电子发射源是真空电子类设备的核心部件,在X射线源、微波源、质谱仪电离腔、场发射显示器等领域有广泛的应用。其中高亮度、大束流的电子源可作为电子显微镜、电子束曝光设备等的光源。
近年来,材料科学和纳米技术的蓬勃发展大力促进了新型电子发射源的研究
[1-3]。碳纳米管因其特殊的结构和性质曾被广泛寄希望于场发射电子源方面的应用。以De Jonge等人的工作为代表的初期研究结果显示了碳纳米管针尖在较低的析出电压下即可获得高亮度、单色性好的电子束
[4,5]。然而,碳纳米管针尖的制备方法可控性低,无法保证碳纳米管尖端(有效电子发射位点)的结构和取向,同时碳纳米管和金属W针尖本体的物理粘附连接不牢固。这些问题导致了碳纳米管针尖无法作为实用化的电子枪。2016年,日本国立物质材料研究所的Zhang等人制备并表征了LaB
6单晶纳米线的场发射性能,显示了优异的电子束单色性和发射稳定性
[2]。然而,和碳纳米管类似,一维纳米线在组装至金属针尖本体的制备过程中很难保证纳米线尖端的取向以及纳米线与针尖本体之间界面结构的机械和电学性能。2018年,新加坡国立大学的Khursheed课题组在Ni针尖表面利用化学气相沉积法生长石墨烯并展示了该功能化针尖极低的表面功函数和较高的电子束亮度
[6]。然而,由于在Ni针尖尖端表面(非单一晶面)生长的石墨烯无法避免大量结构缺陷的存在,该功能化针尖的电子发射束流稳定性差、噪音很大(约30%)。综上而言,纳米材料为电子枪的研制提供了丰富的材料,然而为了实现纳米材料功能化电子枪的应用,就必须实现针尖制备方法的精准控制,保证界面结构的性能、针尖尖端的取向、尖端晶体结构的完整性和洁净。
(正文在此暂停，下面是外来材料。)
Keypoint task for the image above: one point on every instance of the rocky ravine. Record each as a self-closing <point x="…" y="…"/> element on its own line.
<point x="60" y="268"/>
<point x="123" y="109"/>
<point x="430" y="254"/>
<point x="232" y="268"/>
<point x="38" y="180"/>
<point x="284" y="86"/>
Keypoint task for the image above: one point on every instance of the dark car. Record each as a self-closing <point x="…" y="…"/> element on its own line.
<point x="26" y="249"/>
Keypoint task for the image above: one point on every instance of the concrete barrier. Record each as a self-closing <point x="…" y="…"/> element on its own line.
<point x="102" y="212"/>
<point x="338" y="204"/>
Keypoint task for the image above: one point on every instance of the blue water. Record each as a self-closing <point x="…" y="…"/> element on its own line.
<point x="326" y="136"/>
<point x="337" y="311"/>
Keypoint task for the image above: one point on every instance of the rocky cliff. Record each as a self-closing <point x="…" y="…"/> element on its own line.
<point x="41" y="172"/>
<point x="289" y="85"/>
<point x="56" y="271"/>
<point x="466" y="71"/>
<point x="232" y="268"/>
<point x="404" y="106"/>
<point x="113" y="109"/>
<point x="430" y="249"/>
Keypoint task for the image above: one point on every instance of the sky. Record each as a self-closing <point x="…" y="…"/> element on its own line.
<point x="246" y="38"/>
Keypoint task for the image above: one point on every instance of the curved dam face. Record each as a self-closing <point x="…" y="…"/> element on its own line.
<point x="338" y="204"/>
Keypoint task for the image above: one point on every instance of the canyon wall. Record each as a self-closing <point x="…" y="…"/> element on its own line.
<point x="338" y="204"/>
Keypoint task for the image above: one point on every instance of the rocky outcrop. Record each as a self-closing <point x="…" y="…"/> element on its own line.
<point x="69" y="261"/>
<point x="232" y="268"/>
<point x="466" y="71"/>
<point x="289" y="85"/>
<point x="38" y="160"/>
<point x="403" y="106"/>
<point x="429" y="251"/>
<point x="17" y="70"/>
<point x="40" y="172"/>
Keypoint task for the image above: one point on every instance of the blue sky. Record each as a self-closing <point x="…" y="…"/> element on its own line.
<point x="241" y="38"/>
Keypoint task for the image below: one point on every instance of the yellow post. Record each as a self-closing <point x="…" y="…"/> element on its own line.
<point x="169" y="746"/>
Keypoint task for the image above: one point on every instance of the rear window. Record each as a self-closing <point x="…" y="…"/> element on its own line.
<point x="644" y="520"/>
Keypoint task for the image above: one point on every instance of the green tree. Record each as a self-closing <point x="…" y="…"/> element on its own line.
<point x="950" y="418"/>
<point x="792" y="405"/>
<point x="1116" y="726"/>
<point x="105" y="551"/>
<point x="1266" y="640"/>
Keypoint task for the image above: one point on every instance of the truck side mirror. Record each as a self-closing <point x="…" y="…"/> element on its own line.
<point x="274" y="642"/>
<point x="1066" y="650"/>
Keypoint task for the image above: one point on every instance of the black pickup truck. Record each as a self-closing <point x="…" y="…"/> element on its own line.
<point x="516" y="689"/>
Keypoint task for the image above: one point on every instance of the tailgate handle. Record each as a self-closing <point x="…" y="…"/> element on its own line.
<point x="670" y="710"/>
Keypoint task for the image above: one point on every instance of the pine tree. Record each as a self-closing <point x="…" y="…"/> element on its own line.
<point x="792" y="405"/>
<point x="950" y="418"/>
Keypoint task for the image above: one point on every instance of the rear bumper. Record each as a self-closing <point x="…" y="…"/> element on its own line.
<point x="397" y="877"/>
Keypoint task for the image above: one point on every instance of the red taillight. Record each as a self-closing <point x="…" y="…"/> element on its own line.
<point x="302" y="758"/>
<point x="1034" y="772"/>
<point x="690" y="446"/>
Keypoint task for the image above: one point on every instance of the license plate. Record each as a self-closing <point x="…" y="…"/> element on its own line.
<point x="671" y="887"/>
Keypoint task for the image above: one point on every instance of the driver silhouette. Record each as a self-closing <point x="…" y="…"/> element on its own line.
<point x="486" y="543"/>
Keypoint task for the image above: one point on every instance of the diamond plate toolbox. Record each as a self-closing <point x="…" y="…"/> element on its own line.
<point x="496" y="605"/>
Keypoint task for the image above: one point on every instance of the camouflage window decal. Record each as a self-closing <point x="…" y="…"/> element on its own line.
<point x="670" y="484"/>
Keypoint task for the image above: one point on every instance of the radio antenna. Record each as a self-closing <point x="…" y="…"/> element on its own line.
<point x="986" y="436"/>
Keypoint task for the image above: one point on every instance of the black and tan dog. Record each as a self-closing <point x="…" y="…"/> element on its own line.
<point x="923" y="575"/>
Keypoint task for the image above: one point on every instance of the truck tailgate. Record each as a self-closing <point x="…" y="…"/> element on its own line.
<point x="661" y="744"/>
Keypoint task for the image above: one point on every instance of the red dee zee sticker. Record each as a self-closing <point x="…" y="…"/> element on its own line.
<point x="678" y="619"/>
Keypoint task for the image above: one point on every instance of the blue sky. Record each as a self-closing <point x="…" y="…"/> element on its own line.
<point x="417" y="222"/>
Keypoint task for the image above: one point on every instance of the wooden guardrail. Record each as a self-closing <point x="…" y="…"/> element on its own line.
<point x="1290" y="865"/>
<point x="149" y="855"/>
纳米材料功能化针尖的制备方法主要分为两类,即直接生长法和微纳组装法。直接生长法即在针尖基底上直接进行纳米材料的合成生长,这种 方法目前无法控制纳米材料的长度、直径、取向等参数。微纳组装法是在显微镜下操作高精度的三维操纵设备控制探针的精密移动,实现特定纳米材料与针尖基底的组装,该方法可控性高,更利于控制纳米材料的结构和取向。本发明人利用微纳操作结合原位电流加热的方法制备得到一种锥形纳米碳材料功能化针尖(中国专利ZL201610091160.0、美国专利US10823758B2)。与之前的纳米材料功能化针尖相比,这种锥形纳米碳材料功能化针尖能保证纳米材料针尖尖端取向与针尖基底的轴向完全一致,并且纳米材料和针尖基底之间的界面具有优异的机械强度以及导电性能。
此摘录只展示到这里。